De l'orchestre aux groupes
Plein air et bord de l'eau, voilà encore la musique à Marmande. C'est le printemps, les premières fraises arrivent. Ce week-end vous essayez de franchir le pont ou d'entrer à la gare, impossible ! Que se passe-t-il ? Des gens vont et viennent, des camions arrivent, des campeurs, des piétons, des automobilistes... Tous se dirigent vers les bords de la Garonne. C’'est sa fête : Le Garorock. Il y a 18 ans, Ludovic Larbody et un groupe de bénévoles passionnés de rock et de musiques alternatives installent à l'espace expo le premier festival : Stop Hypocrisis. Révolution. Un millier de spectateurs. Depuis l'événement n'a cessé de prendre de l'importance. Il est maintenant géré par l'association MRPower (450 bénévoles et 200 intermittents). Le directeur Éric Van de Zande, Lucas trompettiste médaillé du Conservatoire de Bordeaux fait aussi partie du groupe de choristes de l'École de musique. À Marmande on ne dit pas les musiques mais la Musique ou l'inverse. Moyenne d'âge des spectateurs, 25 ans, public jeune, curieux, friand de rencontres et de manifestations réservées d’ordinaire aux grandes villes. Garorock a déjà reçu des noms célèbres comme Mano Solo, Iam, Les Ogres de Barback et tant d'autres encore. Car partis surtout du style punk et du rock hard, le festival se diversifie de plus en plus : reggae, roots, électro etc... En 2008, le Garorock offre 50 groupes à 42 000 fans. Depuis plusieurs années, il ne s'agit plus d'une soirée mais de trois.

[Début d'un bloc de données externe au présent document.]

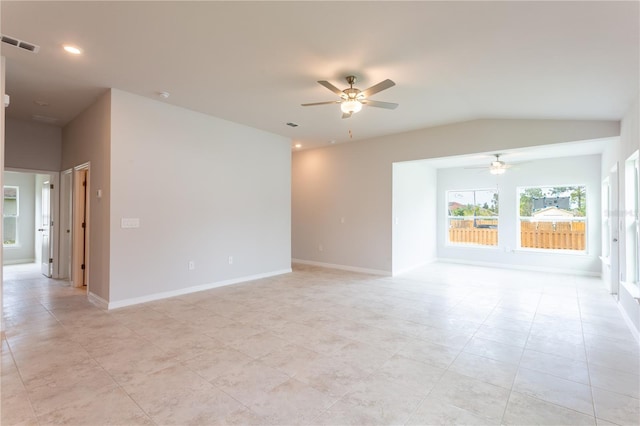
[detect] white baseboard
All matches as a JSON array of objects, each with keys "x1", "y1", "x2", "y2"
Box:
[
  {"x1": 107, "y1": 268, "x2": 291, "y2": 310},
  {"x1": 616, "y1": 302, "x2": 640, "y2": 345},
  {"x1": 393, "y1": 257, "x2": 438, "y2": 277},
  {"x1": 87, "y1": 292, "x2": 109, "y2": 309},
  {"x1": 291, "y1": 259, "x2": 391, "y2": 277},
  {"x1": 437, "y1": 257, "x2": 602, "y2": 278}
]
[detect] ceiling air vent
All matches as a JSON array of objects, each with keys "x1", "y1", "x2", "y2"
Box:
[{"x1": 0, "y1": 34, "x2": 40, "y2": 53}]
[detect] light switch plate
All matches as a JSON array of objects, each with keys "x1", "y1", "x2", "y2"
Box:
[{"x1": 120, "y1": 217, "x2": 140, "y2": 228}]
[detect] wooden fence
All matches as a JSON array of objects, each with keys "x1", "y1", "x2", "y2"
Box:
[
  {"x1": 449, "y1": 220, "x2": 586, "y2": 250},
  {"x1": 520, "y1": 221, "x2": 586, "y2": 250}
]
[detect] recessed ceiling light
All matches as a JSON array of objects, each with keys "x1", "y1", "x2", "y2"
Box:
[
  {"x1": 31, "y1": 114, "x2": 58, "y2": 124},
  {"x1": 63, "y1": 44, "x2": 82, "y2": 55}
]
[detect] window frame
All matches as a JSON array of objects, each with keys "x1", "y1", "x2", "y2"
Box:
[
  {"x1": 516, "y1": 183, "x2": 590, "y2": 256},
  {"x1": 2, "y1": 185, "x2": 20, "y2": 248},
  {"x1": 445, "y1": 187, "x2": 500, "y2": 249}
]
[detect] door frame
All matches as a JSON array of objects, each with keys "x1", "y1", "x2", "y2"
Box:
[
  {"x1": 58, "y1": 169, "x2": 73, "y2": 282},
  {"x1": 71, "y1": 162, "x2": 91, "y2": 294},
  {"x1": 4, "y1": 167, "x2": 60, "y2": 278}
]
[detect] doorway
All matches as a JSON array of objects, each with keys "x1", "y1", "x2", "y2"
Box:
[
  {"x1": 70, "y1": 164, "x2": 89, "y2": 290},
  {"x1": 3, "y1": 169, "x2": 59, "y2": 278}
]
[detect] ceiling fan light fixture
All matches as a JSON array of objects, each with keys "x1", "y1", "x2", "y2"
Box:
[
  {"x1": 340, "y1": 99, "x2": 362, "y2": 114},
  {"x1": 489, "y1": 164, "x2": 507, "y2": 175}
]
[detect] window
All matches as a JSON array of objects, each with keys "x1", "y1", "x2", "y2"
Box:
[
  {"x1": 624, "y1": 151, "x2": 640, "y2": 284},
  {"x1": 447, "y1": 189, "x2": 498, "y2": 246},
  {"x1": 2, "y1": 186, "x2": 19, "y2": 247},
  {"x1": 518, "y1": 186, "x2": 587, "y2": 252}
]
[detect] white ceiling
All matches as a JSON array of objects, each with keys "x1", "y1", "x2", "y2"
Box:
[{"x1": 0, "y1": 0, "x2": 640, "y2": 148}]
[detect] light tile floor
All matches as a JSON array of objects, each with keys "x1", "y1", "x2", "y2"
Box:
[{"x1": 1, "y1": 264, "x2": 640, "y2": 426}]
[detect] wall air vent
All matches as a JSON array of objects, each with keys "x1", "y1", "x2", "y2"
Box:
[{"x1": 0, "y1": 34, "x2": 40, "y2": 53}]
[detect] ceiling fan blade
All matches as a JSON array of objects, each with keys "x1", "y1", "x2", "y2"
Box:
[
  {"x1": 300, "y1": 101, "x2": 341, "y2": 106},
  {"x1": 360, "y1": 99, "x2": 398, "y2": 109},
  {"x1": 360, "y1": 79, "x2": 396, "y2": 98},
  {"x1": 318, "y1": 80, "x2": 344, "y2": 96}
]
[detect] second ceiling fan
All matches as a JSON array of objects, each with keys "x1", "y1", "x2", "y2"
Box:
[{"x1": 302, "y1": 75, "x2": 398, "y2": 118}]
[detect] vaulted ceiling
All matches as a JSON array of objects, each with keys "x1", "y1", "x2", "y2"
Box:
[{"x1": 0, "y1": 0, "x2": 640, "y2": 148}]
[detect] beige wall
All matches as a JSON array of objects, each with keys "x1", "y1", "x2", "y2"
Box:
[
  {"x1": 5, "y1": 118, "x2": 62, "y2": 172},
  {"x1": 292, "y1": 120, "x2": 620, "y2": 273},
  {"x1": 109, "y1": 90, "x2": 291, "y2": 307},
  {"x1": 62, "y1": 92, "x2": 111, "y2": 300},
  {"x1": 0, "y1": 56, "x2": 6, "y2": 333}
]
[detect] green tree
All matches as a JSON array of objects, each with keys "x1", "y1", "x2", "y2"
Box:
[
  {"x1": 520, "y1": 188, "x2": 544, "y2": 217},
  {"x1": 549, "y1": 186, "x2": 573, "y2": 197},
  {"x1": 571, "y1": 186, "x2": 587, "y2": 216}
]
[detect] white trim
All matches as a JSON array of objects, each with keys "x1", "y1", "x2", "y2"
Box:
[
  {"x1": 87, "y1": 292, "x2": 109, "y2": 309},
  {"x1": 391, "y1": 257, "x2": 438, "y2": 277},
  {"x1": 106, "y1": 268, "x2": 291, "y2": 310},
  {"x1": 3, "y1": 258, "x2": 36, "y2": 265},
  {"x1": 620, "y1": 281, "x2": 640, "y2": 302},
  {"x1": 437, "y1": 257, "x2": 602, "y2": 278},
  {"x1": 616, "y1": 302, "x2": 640, "y2": 345},
  {"x1": 291, "y1": 259, "x2": 391, "y2": 277}
]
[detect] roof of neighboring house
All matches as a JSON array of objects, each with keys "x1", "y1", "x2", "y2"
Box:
[{"x1": 531, "y1": 206, "x2": 573, "y2": 217}]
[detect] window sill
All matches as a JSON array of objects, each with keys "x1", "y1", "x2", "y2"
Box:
[
  {"x1": 514, "y1": 248, "x2": 589, "y2": 256},
  {"x1": 445, "y1": 243, "x2": 500, "y2": 250}
]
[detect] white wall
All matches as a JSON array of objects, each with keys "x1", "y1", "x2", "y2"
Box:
[
  {"x1": 437, "y1": 155, "x2": 601, "y2": 275},
  {"x1": 392, "y1": 161, "x2": 437, "y2": 275},
  {"x1": 62, "y1": 92, "x2": 111, "y2": 300},
  {"x1": 108, "y1": 90, "x2": 291, "y2": 306},
  {"x1": 5, "y1": 118, "x2": 62, "y2": 172},
  {"x1": 601, "y1": 95, "x2": 640, "y2": 335},
  {"x1": 0, "y1": 56, "x2": 6, "y2": 333},
  {"x1": 292, "y1": 120, "x2": 620, "y2": 273},
  {"x1": 3, "y1": 172, "x2": 35, "y2": 265}
]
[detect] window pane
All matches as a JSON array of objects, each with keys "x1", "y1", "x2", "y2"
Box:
[
  {"x1": 2, "y1": 216, "x2": 18, "y2": 246},
  {"x1": 3, "y1": 186, "x2": 18, "y2": 216},
  {"x1": 518, "y1": 186, "x2": 587, "y2": 251},
  {"x1": 447, "y1": 189, "x2": 498, "y2": 246}
]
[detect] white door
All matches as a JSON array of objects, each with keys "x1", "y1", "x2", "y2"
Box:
[
  {"x1": 609, "y1": 164, "x2": 623, "y2": 294},
  {"x1": 39, "y1": 180, "x2": 53, "y2": 278}
]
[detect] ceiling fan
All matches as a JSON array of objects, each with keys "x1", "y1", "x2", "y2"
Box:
[
  {"x1": 489, "y1": 154, "x2": 511, "y2": 175},
  {"x1": 302, "y1": 75, "x2": 398, "y2": 118}
]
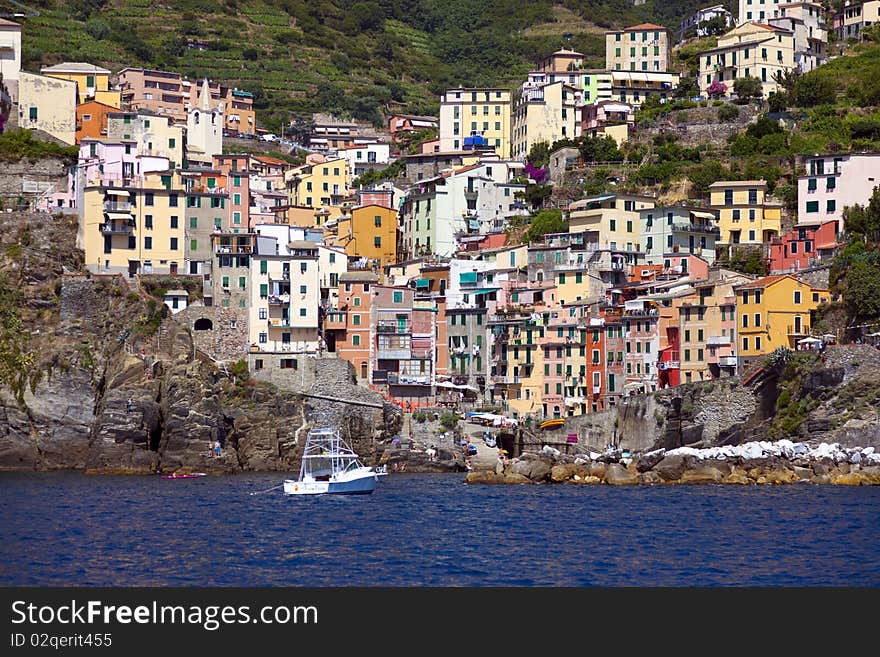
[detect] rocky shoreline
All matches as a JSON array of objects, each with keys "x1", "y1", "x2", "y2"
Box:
[{"x1": 465, "y1": 440, "x2": 880, "y2": 486}]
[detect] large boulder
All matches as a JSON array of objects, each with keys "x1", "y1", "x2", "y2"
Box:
[
  {"x1": 550, "y1": 463, "x2": 587, "y2": 482},
  {"x1": 605, "y1": 463, "x2": 639, "y2": 486},
  {"x1": 653, "y1": 454, "x2": 688, "y2": 481},
  {"x1": 679, "y1": 463, "x2": 727, "y2": 484},
  {"x1": 510, "y1": 453, "x2": 553, "y2": 481}
]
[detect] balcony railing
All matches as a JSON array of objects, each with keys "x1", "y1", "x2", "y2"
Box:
[
  {"x1": 376, "y1": 349, "x2": 412, "y2": 360},
  {"x1": 388, "y1": 372, "x2": 431, "y2": 385},
  {"x1": 101, "y1": 221, "x2": 134, "y2": 235},
  {"x1": 376, "y1": 322, "x2": 412, "y2": 333}
]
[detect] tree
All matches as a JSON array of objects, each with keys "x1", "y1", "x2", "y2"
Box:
[
  {"x1": 672, "y1": 77, "x2": 700, "y2": 98},
  {"x1": 843, "y1": 186, "x2": 880, "y2": 246},
  {"x1": 795, "y1": 69, "x2": 837, "y2": 107},
  {"x1": 697, "y1": 16, "x2": 727, "y2": 36},
  {"x1": 733, "y1": 77, "x2": 764, "y2": 101},
  {"x1": 526, "y1": 141, "x2": 550, "y2": 168},
  {"x1": 844, "y1": 261, "x2": 880, "y2": 324},
  {"x1": 524, "y1": 210, "x2": 568, "y2": 242},
  {"x1": 579, "y1": 136, "x2": 624, "y2": 162},
  {"x1": 706, "y1": 80, "x2": 727, "y2": 99}
]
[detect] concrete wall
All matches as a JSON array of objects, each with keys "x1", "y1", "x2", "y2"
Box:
[{"x1": 18, "y1": 71, "x2": 76, "y2": 145}]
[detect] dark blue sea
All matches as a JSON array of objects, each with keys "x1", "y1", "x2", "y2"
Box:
[{"x1": 0, "y1": 472, "x2": 880, "y2": 587}]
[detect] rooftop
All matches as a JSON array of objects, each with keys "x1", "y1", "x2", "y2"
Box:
[{"x1": 40, "y1": 62, "x2": 110, "y2": 75}]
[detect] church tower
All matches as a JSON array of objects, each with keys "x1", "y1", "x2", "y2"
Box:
[{"x1": 186, "y1": 78, "x2": 223, "y2": 165}]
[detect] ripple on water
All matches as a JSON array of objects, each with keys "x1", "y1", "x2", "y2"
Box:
[{"x1": 0, "y1": 473, "x2": 880, "y2": 587}]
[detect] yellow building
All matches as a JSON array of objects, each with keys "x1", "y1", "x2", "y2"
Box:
[
  {"x1": 661, "y1": 269, "x2": 752, "y2": 383},
  {"x1": 611, "y1": 71, "x2": 680, "y2": 107},
  {"x1": 553, "y1": 263, "x2": 591, "y2": 305},
  {"x1": 709, "y1": 180, "x2": 782, "y2": 246},
  {"x1": 107, "y1": 110, "x2": 185, "y2": 169},
  {"x1": 498, "y1": 322, "x2": 544, "y2": 418},
  {"x1": 698, "y1": 22, "x2": 795, "y2": 98},
  {"x1": 284, "y1": 153, "x2": 350, "y2": 218},
  {"x1": 40, "y1": 62, "x2": 122, "y2": 109},
  {"x1": 336, "y1": 205, "x2": 397, "y2": 267},
  {"x1": 18, "y1": 71, "x2": 76, "y2": 145},
  {"x1": 734, "y1": 274, "x2": 829, "y2": 372},
  {"x1": 568, "y1": 194, "x2": 656, "y2": 251},
  {"x1": 605, "y1": 23, "x2": 672, "y2": 73},
  {"x1": 512, "y1": 81, "x2": 580, "y2": 160},
  {"x1": 80, "y1": 171, "x2": 185, "y2": 275},
  {"x1": 440, "y1": 88, "x2": 513, "y2": 158}
]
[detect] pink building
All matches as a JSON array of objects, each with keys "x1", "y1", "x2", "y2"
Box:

La manifestation s'est étirée dans le temps mais l'espace manque. En 2012 l'événement, devenu phénomène national, rejoint les rives de sa partenaire la Garonne en s'installant dans la plaine de la Filhole.
Le site aménagé à grand renfort de pelleteuses et autres engins est devenu un des premiers en France pour la qualité de l'accueil et de l'hébergement. Portés par la passion de la musique, 54 000 fans (3 fois la population de la ville) venus de tout le pays et même de l’étranger s’y retrouvent en 2013. Qu'en sera-t-il cette année les 27, 28, 29 juin ?
Projet de balades pour les premiers beaux jours : Marmande et ses musiques. Au premier soir de l'été, venez valser avec l'accordéon de Dany et son amant de Saint Jean au coin d'une ruelle médiévale, chantez avec les chorales du Val de Garonne de Patrick, adonnez-vous au bel canto en compagnie des chœurs des Nuits Lyriques, bougez avec les groupes de rock, de reggae ou de rap des jeunes marmandais, généreux et heureux du partage. Quand vous repartirez, tendez bien l'oreille, vous entendrez bruisser la Garonne et ses grands peupliers. C'est aussi cela la Garo-Musique.